I haven't received the BFI disc yet but am writing this from the screening on Channel 4 last night:

A difficult film, and not just to watch. This is all about the filming of the discovery and liberation of the concentration camps as the Allies moved across Nazi occupied territory. The first half of the film is interesting but plays relatively straight as a documentary, dealing with the shock of witnessing the horrors and including contemporary (or near contemporary) interviews with either the liberators or those inside the camp. This includes a couple of 'then and now' moments of showing people in the footage and as they are now, which were interesting but which also made me slightly uneasy, as it reminded me a little too much of the nostalgic use of the same technique in the BBC Lost World of Mitchell and Kenyon/Friese-Greene series. Except instead of someone being picked out of a street scene for their current relatives to reminisce about, instead it is emaciated people with their faces pressed up against barbed wire fences as their current selves marvel that they survived at all.
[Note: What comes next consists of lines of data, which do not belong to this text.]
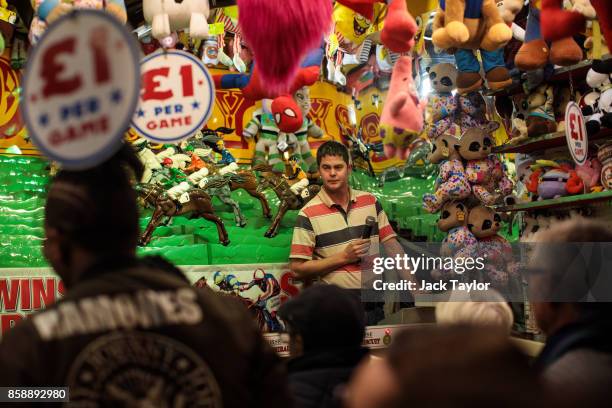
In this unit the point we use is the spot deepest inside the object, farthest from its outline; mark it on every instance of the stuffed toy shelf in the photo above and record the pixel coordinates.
(577, 72)
(562, 202)
(548, 141)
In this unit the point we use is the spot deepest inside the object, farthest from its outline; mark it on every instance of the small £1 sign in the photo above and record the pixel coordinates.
(575, 133)
(80, 89)
(176, 99)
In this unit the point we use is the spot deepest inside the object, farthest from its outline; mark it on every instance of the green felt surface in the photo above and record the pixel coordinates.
(23, 182)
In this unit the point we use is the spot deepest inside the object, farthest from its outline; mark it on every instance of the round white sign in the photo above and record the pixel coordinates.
(575, 133)
(80, 88)
(176, 99)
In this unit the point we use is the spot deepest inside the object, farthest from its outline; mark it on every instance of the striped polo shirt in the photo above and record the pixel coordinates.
(324, 229)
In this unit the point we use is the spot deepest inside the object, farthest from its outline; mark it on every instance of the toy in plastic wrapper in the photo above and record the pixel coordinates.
(452, 182)
(402, 118)
(167, 16)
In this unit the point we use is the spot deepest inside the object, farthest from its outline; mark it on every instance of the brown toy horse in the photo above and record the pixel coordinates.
(288, 200)
(199, 205)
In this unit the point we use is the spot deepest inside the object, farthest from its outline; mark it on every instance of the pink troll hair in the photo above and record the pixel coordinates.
(281, 33)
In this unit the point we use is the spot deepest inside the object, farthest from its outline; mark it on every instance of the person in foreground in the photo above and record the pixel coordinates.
(576, 362)
(326, 328)
(130, 331)
(327, 240)
(447, 367)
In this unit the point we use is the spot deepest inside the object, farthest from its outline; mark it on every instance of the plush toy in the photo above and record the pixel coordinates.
(557, 23)
(400, 28)
(47, 11)
(402, 117)
(452, 182)
(441, 103)
(590, 174)
(484, 170)
(535, 53)
(604, 155)
(485, 223)
(468, 25)
(601, 115)
(541, 116)
(453, 221)
(167, 16)
(281, 33)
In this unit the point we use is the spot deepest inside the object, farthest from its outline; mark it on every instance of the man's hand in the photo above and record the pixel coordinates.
(355, 250)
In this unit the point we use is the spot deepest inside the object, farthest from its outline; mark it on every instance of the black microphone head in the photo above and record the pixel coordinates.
(367, 231)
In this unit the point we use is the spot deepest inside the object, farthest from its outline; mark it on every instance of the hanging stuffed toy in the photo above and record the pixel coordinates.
(484, 170)
(452, 182)
(400, 28)
(469, 25)
(281, 33)
(557, 23)
(167, 16)
(500, 266)
(402, 117)
(47, 11)
(535, 53)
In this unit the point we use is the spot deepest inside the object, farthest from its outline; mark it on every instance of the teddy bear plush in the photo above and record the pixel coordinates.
(47, 11)
(452, 182)
(441, 103)
(484, 170)
(485, 223)
(464, 26)
(535, 53)
(402, 117)
(541, 116)
(453, 221)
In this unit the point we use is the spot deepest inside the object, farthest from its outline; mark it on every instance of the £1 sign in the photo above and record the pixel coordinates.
(575, 133)
(80, 89)
(176, 98)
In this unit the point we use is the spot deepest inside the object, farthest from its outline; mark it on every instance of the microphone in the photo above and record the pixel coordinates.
(367, 231)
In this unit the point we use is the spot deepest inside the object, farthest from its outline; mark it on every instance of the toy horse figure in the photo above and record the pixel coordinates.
(199, 205)
(288, 200)
(219, 186)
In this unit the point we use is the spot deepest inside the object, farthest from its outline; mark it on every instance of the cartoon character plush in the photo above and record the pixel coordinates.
(47, 11)
(535, 53)
(294, 26)
(166, 16)
(557, 23)
(484, 170)
(452, 182)
(402, 117)
(453, 221)
(485, 223)
(441, 103)
(400, 28)
(541, 116)
(469, 25)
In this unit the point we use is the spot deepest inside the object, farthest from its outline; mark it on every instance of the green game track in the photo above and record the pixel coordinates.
(23, 183)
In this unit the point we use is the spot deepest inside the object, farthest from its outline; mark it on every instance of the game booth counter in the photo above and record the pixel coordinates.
(462, 142)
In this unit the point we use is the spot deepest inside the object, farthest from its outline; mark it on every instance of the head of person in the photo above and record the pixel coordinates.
(480, 309)
(323, 318)
(92, 215)
(334, 165)
(562, 274)
(446, 366)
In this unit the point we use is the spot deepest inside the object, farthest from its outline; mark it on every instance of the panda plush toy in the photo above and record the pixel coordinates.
(453, 221)
(485, 224)
(445, 108)
(452, 182)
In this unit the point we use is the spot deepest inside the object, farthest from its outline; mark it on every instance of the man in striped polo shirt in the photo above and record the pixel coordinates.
(327, 242)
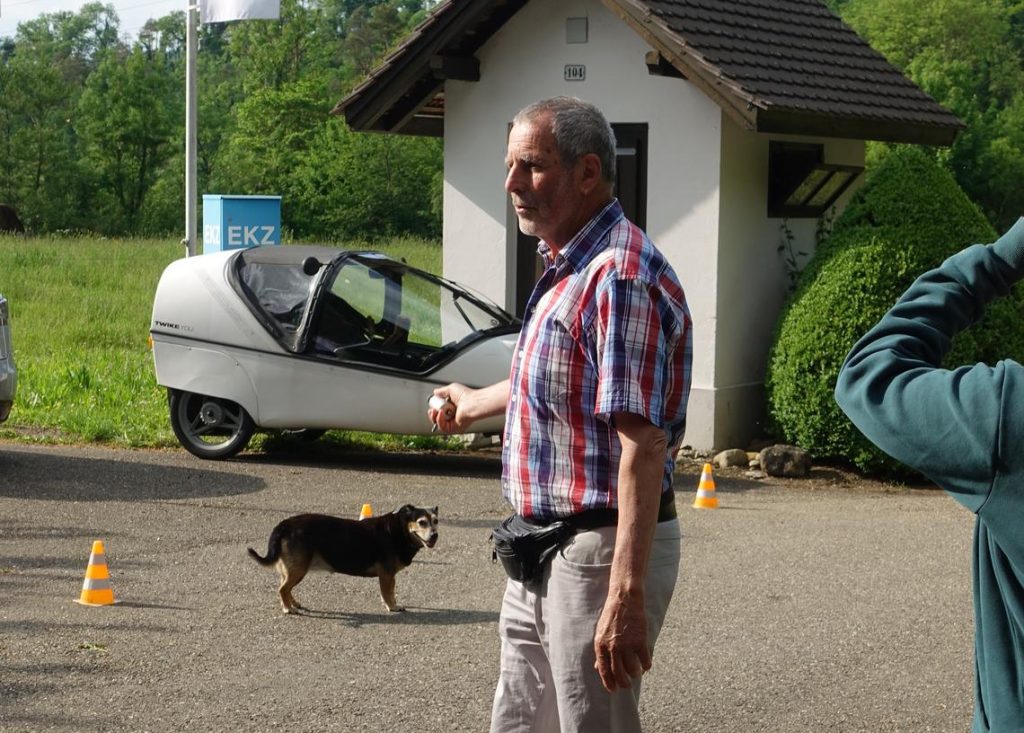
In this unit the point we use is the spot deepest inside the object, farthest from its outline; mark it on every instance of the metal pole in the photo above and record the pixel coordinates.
(192, 42)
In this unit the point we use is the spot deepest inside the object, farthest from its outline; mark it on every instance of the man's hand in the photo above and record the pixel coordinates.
(469, 404)
(621, 642)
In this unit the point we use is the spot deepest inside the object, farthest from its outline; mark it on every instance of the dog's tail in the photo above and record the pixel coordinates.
(272, 551)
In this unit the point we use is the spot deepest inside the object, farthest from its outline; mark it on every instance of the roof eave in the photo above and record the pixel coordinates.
(857, 128)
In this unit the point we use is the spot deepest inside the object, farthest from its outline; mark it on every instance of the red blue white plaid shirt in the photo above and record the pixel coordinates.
(606, 330)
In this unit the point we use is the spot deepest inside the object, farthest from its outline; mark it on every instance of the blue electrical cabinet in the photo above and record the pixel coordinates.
(236, 222)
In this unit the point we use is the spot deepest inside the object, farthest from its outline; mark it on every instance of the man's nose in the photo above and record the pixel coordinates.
(513, 179)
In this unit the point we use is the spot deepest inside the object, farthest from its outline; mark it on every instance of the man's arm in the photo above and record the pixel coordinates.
(471, 404)
(621, 637)
(949, 424)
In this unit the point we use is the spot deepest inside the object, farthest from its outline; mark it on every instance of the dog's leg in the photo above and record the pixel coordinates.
(291, 575)
(387, 592)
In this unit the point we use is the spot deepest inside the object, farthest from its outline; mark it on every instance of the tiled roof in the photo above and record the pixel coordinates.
(775, 66)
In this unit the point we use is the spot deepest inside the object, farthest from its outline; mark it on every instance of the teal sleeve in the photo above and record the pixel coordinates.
(958, 427)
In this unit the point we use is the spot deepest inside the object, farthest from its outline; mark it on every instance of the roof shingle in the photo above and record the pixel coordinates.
(775, 66)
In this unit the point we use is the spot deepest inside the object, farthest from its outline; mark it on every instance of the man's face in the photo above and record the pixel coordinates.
(545, 193)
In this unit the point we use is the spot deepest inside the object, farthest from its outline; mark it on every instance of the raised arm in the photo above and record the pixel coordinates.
(951, 425)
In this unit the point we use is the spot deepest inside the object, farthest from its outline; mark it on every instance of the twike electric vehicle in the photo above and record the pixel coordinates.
(313, 338)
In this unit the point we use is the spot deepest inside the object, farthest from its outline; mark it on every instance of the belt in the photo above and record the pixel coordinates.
(593, 518)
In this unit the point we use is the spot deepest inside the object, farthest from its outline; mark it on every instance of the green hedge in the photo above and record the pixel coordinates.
(908, 217)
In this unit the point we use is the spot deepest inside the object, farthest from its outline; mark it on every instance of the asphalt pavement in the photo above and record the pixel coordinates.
(803, 604)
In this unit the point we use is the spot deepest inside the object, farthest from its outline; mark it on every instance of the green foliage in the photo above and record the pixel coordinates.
(907, 218)
(369, 185)
(92, 124)
(968, 55)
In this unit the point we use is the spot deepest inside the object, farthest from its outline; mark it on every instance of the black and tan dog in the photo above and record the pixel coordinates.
(375, 547)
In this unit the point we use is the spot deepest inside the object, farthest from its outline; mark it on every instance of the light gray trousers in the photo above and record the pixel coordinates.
(548, 683)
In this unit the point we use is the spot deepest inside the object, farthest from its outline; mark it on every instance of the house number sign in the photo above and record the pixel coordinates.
(576, 72)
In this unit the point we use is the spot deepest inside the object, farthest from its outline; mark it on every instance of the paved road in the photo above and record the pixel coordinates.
(803, 605)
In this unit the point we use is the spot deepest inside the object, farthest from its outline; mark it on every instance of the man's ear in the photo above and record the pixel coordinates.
(589, 171)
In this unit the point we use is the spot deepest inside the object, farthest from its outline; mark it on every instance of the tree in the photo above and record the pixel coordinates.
(125, 119)
(967, 55)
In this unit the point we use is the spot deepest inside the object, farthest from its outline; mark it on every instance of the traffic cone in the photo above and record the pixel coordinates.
(706, 498)
(96, 590)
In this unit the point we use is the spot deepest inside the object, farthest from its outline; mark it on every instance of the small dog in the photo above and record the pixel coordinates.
(375, 547)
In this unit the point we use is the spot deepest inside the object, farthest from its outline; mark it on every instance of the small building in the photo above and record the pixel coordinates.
(739, 124)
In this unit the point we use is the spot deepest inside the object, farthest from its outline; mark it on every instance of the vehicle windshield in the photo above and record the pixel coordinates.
(385, 312)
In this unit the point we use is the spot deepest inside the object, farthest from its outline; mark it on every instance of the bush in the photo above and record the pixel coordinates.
(907, 218)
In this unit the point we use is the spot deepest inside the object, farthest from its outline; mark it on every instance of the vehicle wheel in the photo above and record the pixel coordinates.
(209, 427)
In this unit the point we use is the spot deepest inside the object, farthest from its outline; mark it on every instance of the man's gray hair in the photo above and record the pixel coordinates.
(579, 128)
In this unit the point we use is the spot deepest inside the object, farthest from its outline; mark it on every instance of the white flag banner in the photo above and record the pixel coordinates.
(224, 10)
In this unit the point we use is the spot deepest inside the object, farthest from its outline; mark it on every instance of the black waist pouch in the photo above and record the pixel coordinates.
(523, 548)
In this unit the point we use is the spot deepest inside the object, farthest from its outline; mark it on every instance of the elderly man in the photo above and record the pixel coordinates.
(595, 404)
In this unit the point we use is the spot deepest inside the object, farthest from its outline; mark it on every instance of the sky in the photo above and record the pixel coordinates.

If the film had stayed in that register I perhaps would not have thought as highly of it, but the second half moves into the post-war attempts at gathering together disparate footage from the various Allies in order to create a kind of definitive (and perhaps naively impossible given what follows) account of the Holocaust. However immediately this gets compromised in many different ways, from needing to use material for war crimes trials (the first moving picture documentation of atrocities used to subsequently prosecute?), to classical censorship of extremely horrific images to spare audiences from being exposed to some of the sights. Which is understandable, particularly since this is documentary footage of the corpses of real people - there are some images in here that are extremely horrific, particularly the final procession past the bodies at the side of the road showing bullet impacts, people with half of their heads missing, or hollowed out heads with the brains in the grass next to them.

Then the entire project seems to implode on itself as the Allied nations appear to split apart into wanting to create a 'story of the camps' that would best appeal to their individual home nation audiences. The idea of any man's inhumanity to any man getting in some ways 'safely' distilled down into the Nazi's inhumanity to the Jews, isolating the horrors into one event in one period of time. The film gets into Billy Wilder and Death Mills and its use of footage that has previously been shown earlier in the documentary with the addition of a more triumphalising moralistic voiceover on top of it, shocking the viewer but also saying that the horror has somehow been stopped.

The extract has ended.